I’d absorbed this flower thinking it would work as an attack against zombies — and it does only parasitize zombies, so it’s completely safe for humans. …The zombies’ end is rather grisly, but no danger reaches people.
(This world really does have some frightening plants… but from the human side, they’re good plants.)
It gladly absorbs putrid water, waste, and toxins, converting them into rich fertilizer. Its name is “Puribloom” — straightforward as names go, but apparently it’s considered an extremely useful plant. It only grows naturally in areas with an abundance of magical energy, however, so it’s rarely found where people live, and specimens brought back from the wild apparently don’t spread further due to insufficient magical energy to sustain them.
My plan is to grow Puribloom in the well first, and then in the latrines and cesspits to help with fertilizer production.
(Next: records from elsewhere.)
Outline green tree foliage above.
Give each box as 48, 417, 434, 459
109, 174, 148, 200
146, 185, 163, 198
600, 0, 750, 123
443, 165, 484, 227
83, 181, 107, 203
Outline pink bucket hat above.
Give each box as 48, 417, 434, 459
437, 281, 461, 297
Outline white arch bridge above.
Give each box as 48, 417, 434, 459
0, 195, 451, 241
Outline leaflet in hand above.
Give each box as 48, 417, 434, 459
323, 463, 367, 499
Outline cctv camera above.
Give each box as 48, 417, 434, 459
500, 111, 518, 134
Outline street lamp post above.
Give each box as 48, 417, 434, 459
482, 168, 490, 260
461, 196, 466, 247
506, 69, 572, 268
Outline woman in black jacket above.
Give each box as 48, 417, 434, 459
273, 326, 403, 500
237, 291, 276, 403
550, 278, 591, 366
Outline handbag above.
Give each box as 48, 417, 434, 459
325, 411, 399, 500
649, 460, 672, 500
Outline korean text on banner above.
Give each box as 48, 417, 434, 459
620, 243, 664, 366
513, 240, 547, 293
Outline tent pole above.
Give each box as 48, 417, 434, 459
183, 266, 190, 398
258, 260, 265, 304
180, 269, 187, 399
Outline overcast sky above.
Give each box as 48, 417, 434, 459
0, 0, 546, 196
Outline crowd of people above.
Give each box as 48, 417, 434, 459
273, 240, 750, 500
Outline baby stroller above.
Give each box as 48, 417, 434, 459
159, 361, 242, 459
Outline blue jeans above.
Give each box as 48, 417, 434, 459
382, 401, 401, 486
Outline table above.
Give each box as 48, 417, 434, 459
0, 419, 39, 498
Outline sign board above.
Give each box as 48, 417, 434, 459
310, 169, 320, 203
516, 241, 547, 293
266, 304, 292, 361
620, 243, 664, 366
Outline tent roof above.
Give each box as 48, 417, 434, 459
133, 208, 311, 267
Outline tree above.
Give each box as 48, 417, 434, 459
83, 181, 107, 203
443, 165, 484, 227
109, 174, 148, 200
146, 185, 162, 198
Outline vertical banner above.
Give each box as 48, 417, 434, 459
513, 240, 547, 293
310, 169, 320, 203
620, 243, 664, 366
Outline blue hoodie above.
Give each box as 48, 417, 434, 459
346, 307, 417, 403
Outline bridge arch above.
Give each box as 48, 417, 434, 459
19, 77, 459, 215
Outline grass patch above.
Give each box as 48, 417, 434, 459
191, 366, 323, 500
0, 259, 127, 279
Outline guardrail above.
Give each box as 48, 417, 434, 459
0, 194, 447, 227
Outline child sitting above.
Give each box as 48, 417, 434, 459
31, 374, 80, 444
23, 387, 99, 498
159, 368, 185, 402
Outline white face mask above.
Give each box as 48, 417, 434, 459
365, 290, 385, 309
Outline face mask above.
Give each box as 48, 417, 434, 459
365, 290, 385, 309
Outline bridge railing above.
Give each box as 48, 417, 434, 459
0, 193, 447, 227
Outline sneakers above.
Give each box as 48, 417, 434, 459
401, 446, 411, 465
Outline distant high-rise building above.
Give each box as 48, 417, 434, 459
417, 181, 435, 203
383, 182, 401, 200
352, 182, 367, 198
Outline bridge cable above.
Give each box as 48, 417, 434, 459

If I get the plants established to a reasonable size, they should be able to sustain themselves on the organic matter and grow from there.
(Since I can grow plants freely, I have as much as I need — and this is how I can help the villagers!)
Having thought of the cause of the sickness and a solution for it, I headed home in good spirits. …Being this useful a witch, surely the villagers will go on accepting me for a long time to come.
I used my vines to climb up to the ceiling hammock and lay back. …The sensation of being suspended is genuinely strange. I’m a creature that belongs underground, not one that should be hanging in midair. And then, floating there, I remembered the image of a root vegetable hanging to dry in my old world.